A Ação Direta de Inconstitucionalidade nº 5.527 [2], que questiona a vigência de determinados artigos do Marco Civil da Internet, em breve será levada a julgamento para o Plenário do STF [3].
Ajuizadas perante o Supremo Tribunal Federal contra trechos de leis ou atos normativos federais ou estaduais, as Ações Diretas de Inconstitucionalidade (ADIs) tem a finalidade de declarar a incompatibilidade e possível invalidade dos textos ou trechos propostos em relação ao texto constitucional, caracterizando uma forma de controle concentrado de constitucionalidade. Isto significa, portanto, que caso a arguição da ADI nº 5.527 seja acatada, o Marco Civil deverá se adequar à Constituição Federal, evidenciando a invalidade de uma parte do seu texto e a necessidade de sua exclusão ou readaptação ao entendimento do STF.
Nesse sentido, muito embora exista esse questionamento, o Marco Civil da Internet contém dispositivos interessantes relativos à proteção de registros, dados e comunicações privadas, evidenciadas nos artigos 10 a 12. A ADI nº 5.527 pretende, portanto, questionar a validade dos seguintes dispositivos:
- Art. 10, § 2o O conteúdo das comunicações privadas somente poderá ser disponibilizado mediante ordem judicial [...]
Atualmente, o Poder Judiciário pode requerer dos Provedores de Conexão (provedores de acesso ou de Internet, empresas que disponibilizam o acesso à rede) e dos Provedores de Aplicação (empresas que fornecem determinado serviço ou aplicativo específico) acesso às comunicações privadas que sirvam ou sejam necessárias no andamento de processos.
Esse parece ser um questionamento bastante atual, um vez que, recentemente, o aplicativo WhatsApp foi bloqueado no país inteiro duas vezes em virtude de ordens judiciais (relembre aqui) [4] pois a empresa Facebook, dona do aplicativo, se negava a fornecer a cópia das comunicações em um processo de âmbito penal e recentemente habilitou um sistema de criptografia ponta-a-ponta no aplicativo [5], o que impede o acesso da própria empresa a essas informações.
Essa ação, portanto, pretende questionar a legalidade da disponibilidade dessas conversas e comunicações para o Poder Judiciário frente aos direitos de privacidade e autonomia. Esse questionamento é respaldado, primeiramente, na prerrogativa constitucional de livre comunicação, conforme o artigo 5º, IX da Constituição Federal, em que é prevista a "livre a expressão da atividade intelectual, artística, científica e de comunicação, independentemente de censura ou licença", evidenciando a importância das aplicações de Internet como formas de comunicação em diversos aspectos.
Não obstante, o próprio Marco Civil prevê, em seu artigo 10º, que "A guarda e a disponibilização dos registros de conexão e de acesso a aplicações de internet [...] bem como de dados pessoais e do conteúdo de comunicações privadas, devem atender à preservação da intimidade, da vida privada, da honra e da imagem das partes direta ou indiretamente envolvidas."

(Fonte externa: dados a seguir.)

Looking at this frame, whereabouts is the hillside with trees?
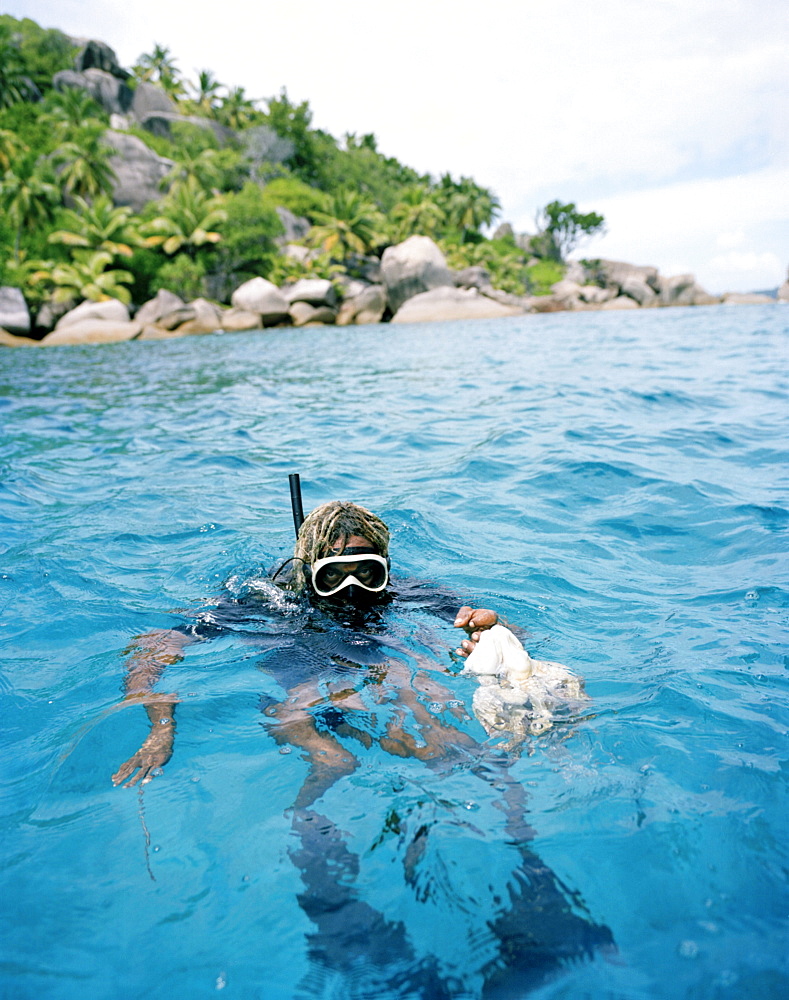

Abre-se, portanto, uma discussão acerca da constitucionalidade do acesso a esses conteúdos sem prévia autorização, a necessidade de uma justificativa razoável de ordem judicial ou até mesmo do seu sigilo absoluto.

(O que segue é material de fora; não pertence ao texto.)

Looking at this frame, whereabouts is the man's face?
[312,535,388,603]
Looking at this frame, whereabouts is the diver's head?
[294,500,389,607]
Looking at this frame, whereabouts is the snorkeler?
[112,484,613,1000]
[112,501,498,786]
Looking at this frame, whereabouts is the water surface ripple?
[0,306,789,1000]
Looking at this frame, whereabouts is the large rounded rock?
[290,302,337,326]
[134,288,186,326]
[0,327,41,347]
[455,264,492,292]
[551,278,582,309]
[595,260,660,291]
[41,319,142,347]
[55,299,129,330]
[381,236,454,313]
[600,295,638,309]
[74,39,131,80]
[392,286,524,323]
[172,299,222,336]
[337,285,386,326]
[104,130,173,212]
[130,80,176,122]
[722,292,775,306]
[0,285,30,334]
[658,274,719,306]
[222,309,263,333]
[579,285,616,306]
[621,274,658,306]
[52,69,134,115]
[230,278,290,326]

- Já o art. 12. admite a possibilidade de que em operações que envolvam os dados ou as comunicações dos provedores de conexão ou aplicações ocorra a:
III - suspensão temporária das atividades [...];
IV - proibição de exercício das atividades [...];
O argumento, portanto, é respaldado pelo entendimento constitucional da ordem econômica e da livre iniciativa (artigo 1º, IV e artigo 170) e da não interferência estatal em serviços que tem um alcance popular gigantesco, além da previsão do inciso XLV do artigo 5º de que "nenhuma pena passará da pessoa do condenado", notando que o bloqueio de determinados serviços pode prejudicar terceiros e ser danoso a diversos usuários e serviços que dependem do aplicativo para o seu funcionamento.

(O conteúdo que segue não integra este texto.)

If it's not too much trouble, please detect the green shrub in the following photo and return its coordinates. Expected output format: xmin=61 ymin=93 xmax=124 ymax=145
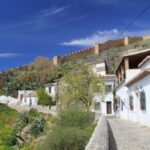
xmin=57 ymin=107 xmax=93 ymax=128
xmin=30 ymin=116 xmax=46 ymax=136
xmin=37 ymin=88 xmax=52 ymax=106
xmin=36 ymin=126 xmax=91 ymax=150
xmin=28 ymin=108 xmax=40 ymax=123
xmin=15 ymin=112 xmax=28 ymax=133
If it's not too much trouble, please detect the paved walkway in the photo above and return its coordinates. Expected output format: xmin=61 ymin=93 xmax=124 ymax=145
xmin=108 ymin=117 xmax=150 ymax=150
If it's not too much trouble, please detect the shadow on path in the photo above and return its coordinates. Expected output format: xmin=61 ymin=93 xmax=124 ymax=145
xmin=108 ymin=122 xmax=117 ymax=150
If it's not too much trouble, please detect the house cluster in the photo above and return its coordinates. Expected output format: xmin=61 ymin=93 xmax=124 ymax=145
xmin=115 ymin=49 xmax=150 ymax=126
xmin=1 ymin=49 xmax=150 ymax=126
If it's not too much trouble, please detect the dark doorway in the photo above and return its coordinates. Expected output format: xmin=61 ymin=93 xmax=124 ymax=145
xmin=106 ymin=102 xmax=112 ymax=114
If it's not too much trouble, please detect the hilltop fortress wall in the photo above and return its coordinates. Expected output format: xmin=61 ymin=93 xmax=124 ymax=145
xmin=53 ymin=36 xmax=150 ymax=65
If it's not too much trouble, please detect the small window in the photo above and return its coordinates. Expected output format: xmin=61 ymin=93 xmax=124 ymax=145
xmin=105 ymin=85 xmax=112 ymax=93
xmin=140 ymin=92 xmax=146 ymax=110
xmin=121 ymin=100 xmax=124 ymax=111
xmin=129 ymin=95 xmax=134 ymax=110
xmin=95 ymin=102 xmax=100 ymax=110
xmin=48 ymin=86 xmax=52 ymax=93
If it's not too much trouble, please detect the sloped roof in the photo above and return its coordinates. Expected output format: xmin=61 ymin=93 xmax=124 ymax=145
xmin=138 ymin=55 xmax=150 ymax=68
xmin=126 ymin=69 xmax=150 ymax=86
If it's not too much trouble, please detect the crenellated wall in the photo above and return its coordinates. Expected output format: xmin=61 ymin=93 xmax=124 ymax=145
xmin=53 ymin=36 xmax=150 ymax=65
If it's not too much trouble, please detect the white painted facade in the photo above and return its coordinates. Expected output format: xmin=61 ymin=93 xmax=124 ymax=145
xmin=87 ymin=61 xmax=106 ymax=76
xmin=45 ymin=82 xmax=57 ymax=101
xmin=18 ymin=90 xmax=38 ymax=107
xmin=92 ymin=79 xmax=115 ymax=115
xmin=116 ymin=50 xmax=150 ymax=126
xmin=128 ymin=75 xmax=150 ymax=126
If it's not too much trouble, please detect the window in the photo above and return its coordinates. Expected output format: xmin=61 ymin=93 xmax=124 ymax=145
xmin=129 ymin=95 xmax=134 ymax=110
xmin=121 ymin=100 xmax=124 ymax=111
xmin=140 ymin=92 xmax=146 ymax=110
xmin=105 ymin=85 xmax=112 ymax=93
xmin=48 ymin=86 xmax=52 ymax=93
xmin=95 ymin=102 xmax=100 ymax=110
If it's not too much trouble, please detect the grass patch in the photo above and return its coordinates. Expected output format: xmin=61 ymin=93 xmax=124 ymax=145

A ADI nº 5.527, portanto, parece ser uma reação aos recentes bloqueios de aplicativos como o WhatsApp e às possibilidades que as operadoras de telecomunicações podem ter quanto ao acesso à Internet pelos usuários. Entretanto, resta saber se a fundamentação do argumento utilizado efetivamente mostra que os dispositivos do Marco Civil estão ou não em desacordo com as prerrogativas constitucionais.